Disruptive By Design: Using Analytics to Combat Human Trafficking

January 1, 2016
By J. Ryan Larson

Authorities should view modern emancipation not as a movement founded upon an emotional response to injustice, but as a tactical achievement using analytic methodologies to eliminate the despicable trade of human trafficking. The global threat of this human rights violation inherently is convoluted and requires an integrated response to mitigate root sources.

The U.S. government’s response to human trafficking largely is reactive, built on law enforcement frameworks that focus on prosecution of apprehended traffickers and awareness campaigns to educate the general public. While these methods have been effective, a unified intelligence community offers the potential to incorporate proactive measures, such as identifying networks and their preferred trafficking routes. An effective strategy also pinpoints patterns associated with these groups and provides targeted intelligence to disrupt their operations. This must be paired with dynamic methods of reintegrating trafficked people.

Although some reports are difficult to validate, the 2015 U.S. State Department’s Trafficking in Persons Report put the most recent number of affected adults and children at an estimated 20 million. Comparatively, a cumulative 350 years of trans-Atlantic slave trade operations yielded an approximate total of 14 million people sold into slavery. This drastic increase, a sobering fact given the global paradigm shift on slavery’s legality, points to a fine-honed enterprise implemented by dangerous nonstate actors. Robust network analysis and strategy assessment to identify points of disruption will target these criminal organizations and work to dismantle their operations. Experts should focus on three actions.

First, they must identify what motivates others to traffic humans. Many groups resort to the practice because it is a lucrative supplement to other illicit activities. Terrorist groups such as the Islamic State of Iraq and the Levant, al-Qaida’s affiliate in Somalia, al-Shabaab, and the Islamic extremist group Boko Haram operating in several African countries recognize that trafficking humans introduces multilayered opportunities. The black market trading of people earns pure profit and diversifies revenue streams from operations such as dealing weapons or other crimes. Women who are not sold are used as sex slaves, usually as incentives for groups’ fighters. Children are separated from families and indoctrinated as forced combatants, often conditioned into compliance through drug use. These groups tend to traffic their victims from one specific ethnicity, a para-genocidal tactic used to demonstrate their power and dominate through fear. Outside of the terrorist organizations exists a vast smuggling nexus for criminal enterprises in the drug and weapons trades that exploits slaves as a cheap, expendable resource to cultivate drugs, transport deadly munitions or perform menial labor.   

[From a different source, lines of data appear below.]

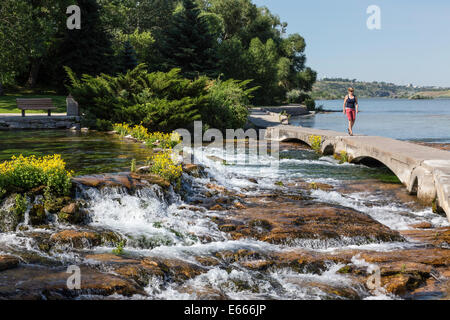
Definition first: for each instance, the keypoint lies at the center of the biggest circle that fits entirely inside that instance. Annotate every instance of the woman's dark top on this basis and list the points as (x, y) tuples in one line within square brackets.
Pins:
[(351, 102)]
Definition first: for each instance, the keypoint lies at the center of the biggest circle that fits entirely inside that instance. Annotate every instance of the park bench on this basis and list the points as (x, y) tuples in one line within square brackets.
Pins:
[(35, 104)]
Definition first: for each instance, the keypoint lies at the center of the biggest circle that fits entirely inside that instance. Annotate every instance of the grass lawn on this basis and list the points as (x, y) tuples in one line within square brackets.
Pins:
[(8, 102)]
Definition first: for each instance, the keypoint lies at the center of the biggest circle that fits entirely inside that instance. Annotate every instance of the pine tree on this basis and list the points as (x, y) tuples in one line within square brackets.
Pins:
[(189, 44), (88, 50), (128, 58)]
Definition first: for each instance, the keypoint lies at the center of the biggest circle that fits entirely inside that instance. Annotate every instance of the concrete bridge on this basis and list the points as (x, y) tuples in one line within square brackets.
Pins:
[(425, 171)]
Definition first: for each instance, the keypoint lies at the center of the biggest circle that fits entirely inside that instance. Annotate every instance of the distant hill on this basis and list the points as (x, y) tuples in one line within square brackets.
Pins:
[(336, 88)]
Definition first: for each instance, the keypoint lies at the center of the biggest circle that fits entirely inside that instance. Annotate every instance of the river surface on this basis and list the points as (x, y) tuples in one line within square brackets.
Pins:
[(173, 227), (421, 120)]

Second, analysts must identify the factors or conditions that drive the initial demand for slaves. Classifying groups by motive and category provides indicators of the world’s regions where the demand for slavery is high. Further analysis, called microtargeting, can indicate the possible fate of those trafficked into sex, labor or forced combatant status and divulge network perpetrators. Microtargeting is best accomplished using human intelligence assets, social network monitoring and deep Web transaction investigations. After countertrafficking analysts gather a sufficient amount of intelligence, they can create a database of offenders and their affiliated groups. Using network visualization software tools such as Palantir or Analyst’s Notebook, analysts can identify overlapping points of contact between suppliers and consumers for the greatest disruption at the demand level. Integrating this intelligence analysis technique with law enforcement efforts, particularly within the United States, would maximize anti-trafficking operations.

Finally, analysts could build victim profiles to identify areas or groups vulnerable to abduction. The profiles would provide tracking metrics such as money sources, geographical data and abduction or coercion techniques. These metrics would enable law enforcement to focus on fighting traffickers proactively. But analysts would have to be cognizant of developing biases that could blind them to new target areas or means that trafficking groups might employ.

The greatest opportunity that dynamic analysis produces is actionable liberation of enslaved people trapped within a barbaric system. However, policy efforts so far have stopped short of this point because reintegration of victims is complicated and messy. Authorities need a thorough response to effectively transition these people to their native cultures and societies, mostly because the psychological scars are huge. Establishing a collaborative effort between the intelligence, law enforcement, humanitarian and psychological health professional communities would begin the healing process for them. Should the United States fully commit resources toward this element of eliminating human trafficking, it will contribute greatly to our display of smart power.

This approach is not an exhaustive solution to quell the disruptive and disgusting trade of human trafficking, but it serves as a foundational analytic framework to address the problem. Governments already have made great strides to expose the trafficking element of international crime, but more must be done. Analytic methodologies will maximize this good work, and when coupled with compassion, will improve the standard of living for millions.

J. Ryan Larson is course production manager and research associate at Pherson Associates, an analytic training company in Reston, Virginia. He is a recent graduate of James Madison University’s intelligence analysis and political science programs. The views expressed here are his alone.